On the third day I walked up to the peak of Mount Linn before hiking out. I could see from Mount Shasta to the Sutter Buttes.

I didn’t get back up there this year, but next year, with luck, I’ll go again.

2004 in England

A week in England, including two days of hiking in England’s Lake District, which is actually also as close as England gets to a Mountain District.

I bought a big umbrella at Cotswolds in London. It was heavy as a walking stick, but its shelter was welcome more than once. It survived blasts of wind that crumpled the “windproof” umbrella I bought at REI.

Two good hikes, one on a day of hard rain and blustery winds.

There’s always lots of water in the Lake District.

The second day was as fine as anyone could ask for – temperature in the 60′s, mild breezes, partly cloudy with just a few minutes of haze in mid-afternoon.

We started from the tiny village of Seathwaite and climbed to the peak of Great Gable.

It is a marvellous hike up a steep trail, along an isolated glacial valley, and up to the peak of Green Gable and a stirring traverse across Windy Gap with incredible views of the bold rock face of Great Gable. Then a steep scramble to the peak.

We came down a different route through a valley with a large tarn giving out into a swift-running stream.

Changed servers

For a number of years this blog (and three others) have been served from an IBM Intellistation workstation of 1998 vintage. Today I moved them all to a different server that I hope will be their home for at least as long.

The IBM is a workhorse machine with a 600 MHz Pentium III running Solaris x86 9.0. I have never had unplanned downtime on that machine, except when the dog pulled out the power cord. 200 days of uptime was routine.

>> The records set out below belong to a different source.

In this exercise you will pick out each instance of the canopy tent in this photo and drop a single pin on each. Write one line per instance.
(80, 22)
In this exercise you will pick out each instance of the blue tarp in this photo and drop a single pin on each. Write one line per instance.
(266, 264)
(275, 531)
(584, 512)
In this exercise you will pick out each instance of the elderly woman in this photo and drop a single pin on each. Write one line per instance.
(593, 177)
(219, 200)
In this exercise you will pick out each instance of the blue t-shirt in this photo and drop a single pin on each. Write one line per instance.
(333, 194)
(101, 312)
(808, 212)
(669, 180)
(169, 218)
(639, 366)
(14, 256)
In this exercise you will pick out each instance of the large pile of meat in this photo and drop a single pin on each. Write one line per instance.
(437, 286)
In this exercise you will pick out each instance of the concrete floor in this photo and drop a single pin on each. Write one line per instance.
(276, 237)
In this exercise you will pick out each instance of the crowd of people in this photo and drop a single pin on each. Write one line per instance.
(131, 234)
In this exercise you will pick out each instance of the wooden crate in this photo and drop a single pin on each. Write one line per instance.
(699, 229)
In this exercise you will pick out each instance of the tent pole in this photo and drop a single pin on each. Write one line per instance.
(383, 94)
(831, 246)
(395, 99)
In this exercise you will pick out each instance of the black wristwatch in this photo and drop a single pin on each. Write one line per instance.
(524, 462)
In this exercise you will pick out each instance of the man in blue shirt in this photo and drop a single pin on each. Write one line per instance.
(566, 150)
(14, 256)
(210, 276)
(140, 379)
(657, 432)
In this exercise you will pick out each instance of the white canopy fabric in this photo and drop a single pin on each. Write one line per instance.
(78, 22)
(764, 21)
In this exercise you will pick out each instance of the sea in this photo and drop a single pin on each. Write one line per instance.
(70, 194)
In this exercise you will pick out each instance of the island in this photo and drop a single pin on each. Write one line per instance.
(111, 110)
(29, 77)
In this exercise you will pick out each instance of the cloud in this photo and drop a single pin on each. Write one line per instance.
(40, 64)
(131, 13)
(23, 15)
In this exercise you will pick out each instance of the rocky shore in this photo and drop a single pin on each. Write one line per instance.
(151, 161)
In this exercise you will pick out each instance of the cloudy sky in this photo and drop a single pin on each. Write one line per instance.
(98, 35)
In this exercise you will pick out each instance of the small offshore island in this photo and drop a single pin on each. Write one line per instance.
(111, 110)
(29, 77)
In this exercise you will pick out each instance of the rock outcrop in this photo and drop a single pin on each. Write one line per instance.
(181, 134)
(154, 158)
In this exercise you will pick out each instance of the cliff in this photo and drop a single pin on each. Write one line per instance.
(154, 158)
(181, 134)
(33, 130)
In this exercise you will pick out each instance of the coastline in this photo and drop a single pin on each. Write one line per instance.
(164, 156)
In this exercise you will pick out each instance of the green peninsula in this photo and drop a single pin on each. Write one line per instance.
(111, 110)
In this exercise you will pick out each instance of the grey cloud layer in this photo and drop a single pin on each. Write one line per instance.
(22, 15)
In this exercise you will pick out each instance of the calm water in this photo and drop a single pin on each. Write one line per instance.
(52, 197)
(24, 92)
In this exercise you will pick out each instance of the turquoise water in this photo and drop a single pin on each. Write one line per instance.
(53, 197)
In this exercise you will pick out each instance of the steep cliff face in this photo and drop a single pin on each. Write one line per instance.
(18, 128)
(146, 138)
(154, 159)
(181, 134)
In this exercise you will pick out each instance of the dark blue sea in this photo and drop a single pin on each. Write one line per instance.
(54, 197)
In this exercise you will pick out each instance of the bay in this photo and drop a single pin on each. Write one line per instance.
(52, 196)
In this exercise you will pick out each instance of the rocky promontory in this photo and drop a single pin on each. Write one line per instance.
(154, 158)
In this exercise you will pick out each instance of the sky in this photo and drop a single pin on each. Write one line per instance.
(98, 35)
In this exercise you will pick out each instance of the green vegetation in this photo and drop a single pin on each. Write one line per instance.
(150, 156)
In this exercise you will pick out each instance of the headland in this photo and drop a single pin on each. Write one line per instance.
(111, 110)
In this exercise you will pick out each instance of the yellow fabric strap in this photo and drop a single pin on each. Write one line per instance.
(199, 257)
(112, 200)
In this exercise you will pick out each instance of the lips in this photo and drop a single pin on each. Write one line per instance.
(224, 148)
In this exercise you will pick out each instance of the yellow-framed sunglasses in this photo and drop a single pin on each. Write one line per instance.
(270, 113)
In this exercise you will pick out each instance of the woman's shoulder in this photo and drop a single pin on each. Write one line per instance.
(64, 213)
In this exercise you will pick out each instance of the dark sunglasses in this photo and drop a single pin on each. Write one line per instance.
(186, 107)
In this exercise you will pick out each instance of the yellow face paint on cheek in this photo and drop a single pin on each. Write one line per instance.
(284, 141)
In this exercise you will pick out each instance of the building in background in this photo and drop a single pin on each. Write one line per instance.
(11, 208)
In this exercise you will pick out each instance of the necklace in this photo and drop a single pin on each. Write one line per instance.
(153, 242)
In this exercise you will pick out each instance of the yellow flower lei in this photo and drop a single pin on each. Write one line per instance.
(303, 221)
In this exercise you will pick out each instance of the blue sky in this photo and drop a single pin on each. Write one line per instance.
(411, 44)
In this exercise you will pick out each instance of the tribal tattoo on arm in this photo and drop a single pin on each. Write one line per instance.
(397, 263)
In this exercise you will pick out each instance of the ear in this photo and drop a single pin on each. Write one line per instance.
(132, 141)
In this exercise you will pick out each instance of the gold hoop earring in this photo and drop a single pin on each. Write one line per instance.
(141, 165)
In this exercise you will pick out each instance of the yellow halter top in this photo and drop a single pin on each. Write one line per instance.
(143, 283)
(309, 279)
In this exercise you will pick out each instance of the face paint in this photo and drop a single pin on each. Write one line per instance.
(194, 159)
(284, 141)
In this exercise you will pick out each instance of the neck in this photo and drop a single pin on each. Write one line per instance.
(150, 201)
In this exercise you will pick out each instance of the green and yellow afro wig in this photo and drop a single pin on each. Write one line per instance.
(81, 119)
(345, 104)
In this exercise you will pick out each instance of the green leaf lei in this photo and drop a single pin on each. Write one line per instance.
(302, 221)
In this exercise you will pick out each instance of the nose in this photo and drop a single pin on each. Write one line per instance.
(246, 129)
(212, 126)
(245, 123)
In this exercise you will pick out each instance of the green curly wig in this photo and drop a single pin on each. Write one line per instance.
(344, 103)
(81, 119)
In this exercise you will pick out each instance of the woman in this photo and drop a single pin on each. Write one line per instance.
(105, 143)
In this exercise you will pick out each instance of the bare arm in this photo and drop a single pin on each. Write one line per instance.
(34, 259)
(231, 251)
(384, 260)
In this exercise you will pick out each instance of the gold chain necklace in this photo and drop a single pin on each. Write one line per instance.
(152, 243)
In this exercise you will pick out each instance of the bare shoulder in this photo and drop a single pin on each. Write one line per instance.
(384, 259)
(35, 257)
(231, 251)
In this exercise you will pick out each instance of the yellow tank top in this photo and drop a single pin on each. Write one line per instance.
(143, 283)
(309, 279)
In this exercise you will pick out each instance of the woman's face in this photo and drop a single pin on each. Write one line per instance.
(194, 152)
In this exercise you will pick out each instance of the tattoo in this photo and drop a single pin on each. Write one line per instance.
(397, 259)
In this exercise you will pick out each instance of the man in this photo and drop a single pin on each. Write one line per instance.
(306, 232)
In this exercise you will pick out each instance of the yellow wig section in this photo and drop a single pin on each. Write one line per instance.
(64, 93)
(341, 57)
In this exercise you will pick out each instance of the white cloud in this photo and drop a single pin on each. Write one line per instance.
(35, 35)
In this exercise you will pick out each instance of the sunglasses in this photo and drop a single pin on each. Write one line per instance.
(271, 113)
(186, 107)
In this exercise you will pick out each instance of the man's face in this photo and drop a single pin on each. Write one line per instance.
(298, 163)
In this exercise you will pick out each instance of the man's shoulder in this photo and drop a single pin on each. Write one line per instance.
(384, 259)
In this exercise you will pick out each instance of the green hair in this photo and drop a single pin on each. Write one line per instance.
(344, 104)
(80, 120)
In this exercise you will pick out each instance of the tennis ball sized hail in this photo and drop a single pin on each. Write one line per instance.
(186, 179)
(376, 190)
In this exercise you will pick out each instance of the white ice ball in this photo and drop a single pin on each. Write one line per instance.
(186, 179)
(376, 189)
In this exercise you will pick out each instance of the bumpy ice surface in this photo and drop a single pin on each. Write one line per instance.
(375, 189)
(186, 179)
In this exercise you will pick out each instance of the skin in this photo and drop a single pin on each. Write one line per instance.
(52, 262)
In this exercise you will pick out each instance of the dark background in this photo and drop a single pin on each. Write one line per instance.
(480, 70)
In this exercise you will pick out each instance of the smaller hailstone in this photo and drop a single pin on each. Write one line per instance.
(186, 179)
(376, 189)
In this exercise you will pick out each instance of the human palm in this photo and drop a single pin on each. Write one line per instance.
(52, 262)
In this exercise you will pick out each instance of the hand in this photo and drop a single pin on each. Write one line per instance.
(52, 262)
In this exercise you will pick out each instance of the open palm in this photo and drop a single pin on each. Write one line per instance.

I’ve now moved everything to a box based in a VIA ME6000 motherboard. This board is about 7 inches square (Mini-ITX form factor), and has a 600 MHz Via Eden C3 processor and no fans. It’s installed in a Cubid/Morex case that is 11-1/2 by 10-3/4 by 2-1/2 inches, with a 512MB stick of PC2100 SDRAM. It has an external power supply and two 40mm case fans, which are not connected to the power supply – it seems to run fine without them. An old IBM 4GB laptop drive is in the drive bay, its vibrations isolated by suspending it in a web of 1/8 inch shock cord I bought at REI. This system is very quiet.

For an OS I’m using CentOS 4.3, a Red Hat Enterprise Linus 4.0 clone that comes in an i586 version, which is necessary for the C3 processor. Given the great performance of Solaris 9 I would have liked to have used Solaris 10, a superior operating system which is also available free, but I didn’t have time to mess around with the install procedure. I actually got as far has having Solaris 10 installed on the new system, but none of the open source components I need were included in the minimal network install, and all the other options were too big for my 4GB drive. With CentOS I was able to follow Johnny Hughes’ easy guide to installing a LAMP server. This gave me a a minimal install that has everything I need and nothing else, with almost no glitches.

The Kill A Watt showed the old system using about 71-72 watts on idle (its usual state). The new box uses 20. This is 70% less power, and at current commercial rates will save me about $100 a year in electrical costs.

So the new system has about the same processing power and twice the memory of the old in less than 1/8 the volume, and uses only 28% as much electrical power.